The advantages of this system is that it includes complete records of the time the specimens are sent to different stations (time when specimen leaves the nursing station, enters the receiving center, and is sent to the laboratory), a list of urgent specimens, a reminder for specimen submission (specimens that should have arrived within the time limit), specimen status inquires, a reminder for repeated use of a specimen, and a shared system for inpatient nursing station inquires. This enables colleagues to keep track of specimen flow using the online system and to immediately provide, within the efficacy period of the report, test results to the clinician so as to facilitate subsequent patient treatment plan. A high-quality and reliable test report can help clinicians diagnose and follow-up on a disease and can be used as an important basis for patient treatment. The accuracy of pretest sampling and the monitoring of the delivery process are important aspects in the entire test process.

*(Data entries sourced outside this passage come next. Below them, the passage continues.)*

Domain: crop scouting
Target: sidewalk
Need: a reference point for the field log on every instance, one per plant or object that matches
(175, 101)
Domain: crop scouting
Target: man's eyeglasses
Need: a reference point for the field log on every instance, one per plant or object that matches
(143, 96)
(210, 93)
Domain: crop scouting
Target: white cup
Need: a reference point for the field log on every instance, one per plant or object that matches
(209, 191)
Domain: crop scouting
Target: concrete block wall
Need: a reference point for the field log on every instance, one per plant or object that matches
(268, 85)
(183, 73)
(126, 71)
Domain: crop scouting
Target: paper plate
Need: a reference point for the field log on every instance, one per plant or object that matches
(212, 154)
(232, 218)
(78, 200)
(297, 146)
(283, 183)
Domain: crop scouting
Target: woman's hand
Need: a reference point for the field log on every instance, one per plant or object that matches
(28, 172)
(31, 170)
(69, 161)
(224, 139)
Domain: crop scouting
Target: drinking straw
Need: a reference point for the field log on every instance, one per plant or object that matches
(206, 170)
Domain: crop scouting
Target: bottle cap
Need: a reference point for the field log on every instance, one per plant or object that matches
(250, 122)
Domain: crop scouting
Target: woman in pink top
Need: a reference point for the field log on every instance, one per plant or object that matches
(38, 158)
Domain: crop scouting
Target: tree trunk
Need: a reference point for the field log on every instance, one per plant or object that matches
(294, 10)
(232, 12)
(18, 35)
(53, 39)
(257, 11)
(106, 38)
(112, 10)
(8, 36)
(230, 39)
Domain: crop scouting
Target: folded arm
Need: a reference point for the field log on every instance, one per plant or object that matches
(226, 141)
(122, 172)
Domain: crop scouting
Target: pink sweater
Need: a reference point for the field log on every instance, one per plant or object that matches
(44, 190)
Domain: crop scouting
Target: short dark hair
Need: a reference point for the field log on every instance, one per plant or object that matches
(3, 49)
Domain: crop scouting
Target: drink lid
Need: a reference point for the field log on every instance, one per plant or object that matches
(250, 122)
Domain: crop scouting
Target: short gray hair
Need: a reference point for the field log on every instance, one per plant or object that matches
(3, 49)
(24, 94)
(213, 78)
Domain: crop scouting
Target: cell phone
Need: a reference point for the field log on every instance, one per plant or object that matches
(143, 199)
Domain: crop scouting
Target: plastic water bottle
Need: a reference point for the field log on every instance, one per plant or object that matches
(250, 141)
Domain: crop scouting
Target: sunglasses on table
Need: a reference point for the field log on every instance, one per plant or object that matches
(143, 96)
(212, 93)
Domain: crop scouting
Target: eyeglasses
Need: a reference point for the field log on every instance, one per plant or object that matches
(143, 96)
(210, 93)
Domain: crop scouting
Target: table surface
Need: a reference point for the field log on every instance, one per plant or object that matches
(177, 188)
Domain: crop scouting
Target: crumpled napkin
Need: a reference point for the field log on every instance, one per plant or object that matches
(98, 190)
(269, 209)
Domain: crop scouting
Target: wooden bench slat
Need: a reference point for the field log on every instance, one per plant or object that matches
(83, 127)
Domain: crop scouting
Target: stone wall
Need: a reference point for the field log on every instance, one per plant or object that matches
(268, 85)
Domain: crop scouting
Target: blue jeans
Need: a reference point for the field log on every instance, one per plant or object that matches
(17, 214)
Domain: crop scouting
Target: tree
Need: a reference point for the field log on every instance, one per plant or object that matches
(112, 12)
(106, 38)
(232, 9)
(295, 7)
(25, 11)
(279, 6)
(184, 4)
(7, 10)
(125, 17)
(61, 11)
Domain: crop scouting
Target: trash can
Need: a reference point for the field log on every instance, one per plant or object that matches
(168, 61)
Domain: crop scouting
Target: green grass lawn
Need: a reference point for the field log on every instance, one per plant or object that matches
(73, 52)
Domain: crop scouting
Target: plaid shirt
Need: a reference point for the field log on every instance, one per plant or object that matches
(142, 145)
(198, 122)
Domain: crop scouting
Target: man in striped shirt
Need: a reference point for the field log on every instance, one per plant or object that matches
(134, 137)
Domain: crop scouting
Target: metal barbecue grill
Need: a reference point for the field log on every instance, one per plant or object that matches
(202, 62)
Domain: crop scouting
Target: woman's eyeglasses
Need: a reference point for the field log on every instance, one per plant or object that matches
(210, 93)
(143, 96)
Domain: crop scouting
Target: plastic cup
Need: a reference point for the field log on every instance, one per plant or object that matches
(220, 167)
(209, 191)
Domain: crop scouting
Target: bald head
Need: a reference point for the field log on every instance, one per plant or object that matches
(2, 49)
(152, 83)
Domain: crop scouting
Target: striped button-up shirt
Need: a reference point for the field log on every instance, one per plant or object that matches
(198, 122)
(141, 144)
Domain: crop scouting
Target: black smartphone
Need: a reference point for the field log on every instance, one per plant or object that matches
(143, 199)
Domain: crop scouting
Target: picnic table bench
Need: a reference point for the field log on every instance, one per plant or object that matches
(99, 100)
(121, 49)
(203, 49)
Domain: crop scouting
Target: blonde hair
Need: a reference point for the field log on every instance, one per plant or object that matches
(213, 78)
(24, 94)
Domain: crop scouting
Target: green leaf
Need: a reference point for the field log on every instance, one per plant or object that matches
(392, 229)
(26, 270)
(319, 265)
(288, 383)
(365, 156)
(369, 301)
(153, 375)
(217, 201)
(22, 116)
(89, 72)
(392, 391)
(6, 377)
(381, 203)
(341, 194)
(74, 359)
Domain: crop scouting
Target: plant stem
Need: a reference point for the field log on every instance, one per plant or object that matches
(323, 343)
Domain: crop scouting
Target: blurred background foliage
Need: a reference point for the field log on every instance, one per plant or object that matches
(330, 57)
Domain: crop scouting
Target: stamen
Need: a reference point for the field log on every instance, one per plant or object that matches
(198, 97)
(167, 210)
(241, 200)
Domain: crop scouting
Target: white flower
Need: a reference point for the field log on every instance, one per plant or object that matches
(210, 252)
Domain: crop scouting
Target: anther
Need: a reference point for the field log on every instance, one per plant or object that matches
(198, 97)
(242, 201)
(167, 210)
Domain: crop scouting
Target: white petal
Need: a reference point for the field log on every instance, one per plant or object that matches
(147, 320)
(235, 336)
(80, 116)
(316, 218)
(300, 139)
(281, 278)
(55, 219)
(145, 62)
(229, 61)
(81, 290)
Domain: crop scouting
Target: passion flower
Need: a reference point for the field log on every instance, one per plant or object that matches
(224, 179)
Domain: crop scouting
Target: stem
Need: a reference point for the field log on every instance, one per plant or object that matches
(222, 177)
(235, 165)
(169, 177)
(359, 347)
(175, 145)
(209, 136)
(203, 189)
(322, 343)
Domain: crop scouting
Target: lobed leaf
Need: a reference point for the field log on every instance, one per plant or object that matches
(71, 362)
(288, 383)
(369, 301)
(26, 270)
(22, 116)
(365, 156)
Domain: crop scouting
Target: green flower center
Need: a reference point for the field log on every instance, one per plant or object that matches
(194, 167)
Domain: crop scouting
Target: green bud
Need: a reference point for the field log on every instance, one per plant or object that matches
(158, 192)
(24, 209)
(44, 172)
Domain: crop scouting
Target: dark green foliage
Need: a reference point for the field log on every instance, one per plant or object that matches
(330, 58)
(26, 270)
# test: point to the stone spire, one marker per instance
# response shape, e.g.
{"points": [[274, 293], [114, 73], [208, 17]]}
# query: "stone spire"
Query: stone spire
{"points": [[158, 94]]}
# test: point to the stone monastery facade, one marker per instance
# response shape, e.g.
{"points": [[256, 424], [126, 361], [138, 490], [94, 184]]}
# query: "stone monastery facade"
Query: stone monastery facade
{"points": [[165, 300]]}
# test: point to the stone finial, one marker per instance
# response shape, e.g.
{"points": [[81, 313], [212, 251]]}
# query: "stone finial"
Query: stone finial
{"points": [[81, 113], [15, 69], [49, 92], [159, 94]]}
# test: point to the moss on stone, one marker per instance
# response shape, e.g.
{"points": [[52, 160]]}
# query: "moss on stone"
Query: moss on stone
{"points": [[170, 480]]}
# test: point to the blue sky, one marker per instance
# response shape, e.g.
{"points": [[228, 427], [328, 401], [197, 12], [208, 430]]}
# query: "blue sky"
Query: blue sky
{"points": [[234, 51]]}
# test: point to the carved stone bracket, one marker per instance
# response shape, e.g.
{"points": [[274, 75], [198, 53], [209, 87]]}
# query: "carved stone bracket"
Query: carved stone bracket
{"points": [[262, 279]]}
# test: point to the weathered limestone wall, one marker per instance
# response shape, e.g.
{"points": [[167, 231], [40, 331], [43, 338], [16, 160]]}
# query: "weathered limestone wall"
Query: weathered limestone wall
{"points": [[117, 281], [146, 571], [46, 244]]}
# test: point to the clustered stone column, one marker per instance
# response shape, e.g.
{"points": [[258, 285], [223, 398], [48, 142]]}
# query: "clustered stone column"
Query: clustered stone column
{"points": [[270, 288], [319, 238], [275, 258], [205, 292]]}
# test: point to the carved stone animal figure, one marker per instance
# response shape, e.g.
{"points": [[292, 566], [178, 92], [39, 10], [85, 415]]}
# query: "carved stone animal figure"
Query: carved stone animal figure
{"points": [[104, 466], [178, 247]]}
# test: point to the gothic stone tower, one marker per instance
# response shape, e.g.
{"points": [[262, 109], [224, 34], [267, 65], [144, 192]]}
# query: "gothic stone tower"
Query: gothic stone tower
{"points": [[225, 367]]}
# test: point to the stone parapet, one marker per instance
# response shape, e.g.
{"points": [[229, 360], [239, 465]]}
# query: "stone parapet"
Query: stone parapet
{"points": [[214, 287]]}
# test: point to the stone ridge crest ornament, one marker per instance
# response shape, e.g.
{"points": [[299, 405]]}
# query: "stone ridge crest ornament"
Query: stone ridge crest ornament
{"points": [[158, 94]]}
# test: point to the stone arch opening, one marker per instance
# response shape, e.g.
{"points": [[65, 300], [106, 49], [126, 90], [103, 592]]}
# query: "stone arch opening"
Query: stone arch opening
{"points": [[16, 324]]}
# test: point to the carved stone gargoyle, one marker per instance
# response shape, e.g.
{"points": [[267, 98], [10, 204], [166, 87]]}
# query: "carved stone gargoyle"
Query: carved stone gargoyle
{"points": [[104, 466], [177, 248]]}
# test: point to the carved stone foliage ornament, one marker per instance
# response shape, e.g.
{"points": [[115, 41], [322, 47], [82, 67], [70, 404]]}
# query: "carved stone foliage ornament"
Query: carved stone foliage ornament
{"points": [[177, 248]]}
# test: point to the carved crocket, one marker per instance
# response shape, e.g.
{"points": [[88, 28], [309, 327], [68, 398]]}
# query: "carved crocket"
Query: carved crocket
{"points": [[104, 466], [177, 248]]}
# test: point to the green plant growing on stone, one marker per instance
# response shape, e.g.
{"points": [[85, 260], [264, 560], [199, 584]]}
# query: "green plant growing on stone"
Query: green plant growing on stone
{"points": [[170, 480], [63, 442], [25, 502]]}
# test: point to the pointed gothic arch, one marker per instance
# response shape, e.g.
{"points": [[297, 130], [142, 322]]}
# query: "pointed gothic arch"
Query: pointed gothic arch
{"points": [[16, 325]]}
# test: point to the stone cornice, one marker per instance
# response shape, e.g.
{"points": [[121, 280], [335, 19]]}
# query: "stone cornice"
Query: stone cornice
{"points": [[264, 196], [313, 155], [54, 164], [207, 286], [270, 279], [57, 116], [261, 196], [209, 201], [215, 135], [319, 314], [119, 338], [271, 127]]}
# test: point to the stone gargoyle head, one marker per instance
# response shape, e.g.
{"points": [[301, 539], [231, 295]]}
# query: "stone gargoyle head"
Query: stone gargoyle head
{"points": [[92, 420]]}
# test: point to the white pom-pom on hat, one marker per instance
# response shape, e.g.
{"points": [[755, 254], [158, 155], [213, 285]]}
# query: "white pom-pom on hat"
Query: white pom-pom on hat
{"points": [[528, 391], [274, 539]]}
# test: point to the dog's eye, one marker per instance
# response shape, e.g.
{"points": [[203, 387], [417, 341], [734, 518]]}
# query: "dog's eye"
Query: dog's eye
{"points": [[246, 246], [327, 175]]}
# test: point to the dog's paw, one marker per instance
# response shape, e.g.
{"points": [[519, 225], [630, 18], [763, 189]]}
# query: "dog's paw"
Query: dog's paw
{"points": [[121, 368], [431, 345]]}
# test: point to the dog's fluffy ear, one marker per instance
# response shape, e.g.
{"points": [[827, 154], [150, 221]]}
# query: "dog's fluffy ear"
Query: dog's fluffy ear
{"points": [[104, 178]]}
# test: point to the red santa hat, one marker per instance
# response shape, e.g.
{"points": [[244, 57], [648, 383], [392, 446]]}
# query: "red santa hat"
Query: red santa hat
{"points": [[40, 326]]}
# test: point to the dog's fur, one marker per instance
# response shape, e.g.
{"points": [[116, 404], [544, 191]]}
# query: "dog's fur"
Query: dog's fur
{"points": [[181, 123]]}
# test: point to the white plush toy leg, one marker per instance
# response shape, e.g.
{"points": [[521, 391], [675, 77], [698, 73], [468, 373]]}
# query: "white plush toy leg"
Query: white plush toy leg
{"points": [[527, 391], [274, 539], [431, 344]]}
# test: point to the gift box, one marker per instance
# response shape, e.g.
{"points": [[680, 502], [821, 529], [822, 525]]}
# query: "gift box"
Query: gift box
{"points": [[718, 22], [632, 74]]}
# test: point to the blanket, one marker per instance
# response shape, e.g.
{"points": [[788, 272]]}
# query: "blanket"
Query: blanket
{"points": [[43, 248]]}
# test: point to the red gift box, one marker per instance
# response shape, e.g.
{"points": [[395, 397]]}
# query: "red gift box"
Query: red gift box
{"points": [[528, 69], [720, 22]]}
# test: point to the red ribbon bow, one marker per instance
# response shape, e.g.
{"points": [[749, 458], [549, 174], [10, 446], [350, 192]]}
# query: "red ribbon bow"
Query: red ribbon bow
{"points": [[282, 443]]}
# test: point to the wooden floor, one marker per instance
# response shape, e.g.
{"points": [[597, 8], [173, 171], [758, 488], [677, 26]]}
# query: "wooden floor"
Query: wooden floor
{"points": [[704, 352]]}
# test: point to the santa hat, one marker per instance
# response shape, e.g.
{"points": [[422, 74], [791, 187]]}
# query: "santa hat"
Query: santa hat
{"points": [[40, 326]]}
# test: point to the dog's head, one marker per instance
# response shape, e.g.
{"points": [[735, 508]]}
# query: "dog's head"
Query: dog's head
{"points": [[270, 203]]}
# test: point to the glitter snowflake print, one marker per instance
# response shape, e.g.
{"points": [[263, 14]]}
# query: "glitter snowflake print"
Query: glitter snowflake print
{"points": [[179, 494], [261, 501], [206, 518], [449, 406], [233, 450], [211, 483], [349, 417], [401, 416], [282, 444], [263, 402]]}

We used the "Specimen Flow Monitoring Board" to keep track of specimen movement, reduce specimen loss and its risk of being missed, and to also reduce the number telephone enquiries from colleagues so that they are able to spend more time in clinical work to improve overall medical quality and provide comprehensive examination reports.
Figure 1. Specimen Flow Monitoring Board can display the movement of specimens from outpatient, emergency department, and inpatient department and an alarm is used to as reminder for prompt specimen submission.